GPA (on Applied Philosophy)

I really try to avoid using this as a rant space, but some bones need to be picked.

Try not to flinch, Haulman. That apple’s looking smaller and smaller from way over here.

“No work is perfect; it can always be improved upon,” is, as a guiding philosophy for an artist of any kind, an admirable approach. Provided it doesn’t become the pathological ‘no work is ever good enough’ version (sadly far too common), it can be a constructive boost to creativity as well as providing the impetus necessary to generate a truly honed final product.

That belief and the willingness it provides to polish an acceptably good work into a true gem can be a great strength to an artist who is willing to take the time needed to not just complete a work, but to refine it has generated some of history’s most memorable works.

I get that. I agree with it.

But the moment you try to apply that philosophy to a grade-book? That transcends the pathological form and dives straight into the foolish.

A philosophy can be taught, but trying to enforce one only demonstrates a self-righteous arrogance that any artist worthy of the name should be ashamed of. Doubly so in an academic context where content, although subjective, can be fairly and impartially judged on a very simple criterion: did it fulfill the objective of the assignment, and how well? If it’s informative, how well did it inform? If persuasive, how convincing was the author’s point?

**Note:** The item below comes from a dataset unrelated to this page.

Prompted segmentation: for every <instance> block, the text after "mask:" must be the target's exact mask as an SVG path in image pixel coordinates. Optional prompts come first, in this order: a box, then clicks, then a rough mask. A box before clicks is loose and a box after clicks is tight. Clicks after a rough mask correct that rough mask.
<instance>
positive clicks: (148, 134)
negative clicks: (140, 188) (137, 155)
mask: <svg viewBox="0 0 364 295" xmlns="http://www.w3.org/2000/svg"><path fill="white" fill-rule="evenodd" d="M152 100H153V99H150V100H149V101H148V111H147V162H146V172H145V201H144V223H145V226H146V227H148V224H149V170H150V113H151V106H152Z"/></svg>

Writing, unlike many other subjective subjects, does have benchmarks that can be used to render a fair grade. This is a sophomore-level college course, so let’s be polite and assume that we all know the basics of spelling, grammar and academic verbiage. So other than obvious mechanical blunders (that demonstrate lack of revision process more than anything else), the grading has to be on something more ephemeral: the effectiveness of the work in communicating what it was meant to communicate. How it does so, how well it does so, and how the various elements work together in creating that whole can be judged. No work is perfect, but an assignment can be graded on a clearly-delineated scale and can (and should!) receive full marks if it performs to the standards of the rubric.

“No work is perfect, it can always be improved upon” is a lesson plan, not a grading scheme. Trying to enforce a philosophy doesn’t make a man a philosopher or even a teacher; it just makes him a pompous ass. He can at least be an honest pompous ass about it and nitpick the work to find the points to mark off rather than the vaguely passive-aggressive and wholly deplorable behavior of quietly subtracting score for no apparent reason.

Or maybe this is about penalizing an opinion you disagree with, at which point we have a lying, pompous, passive-aggressive ass.

Or at least that’s my philosophy on the matter.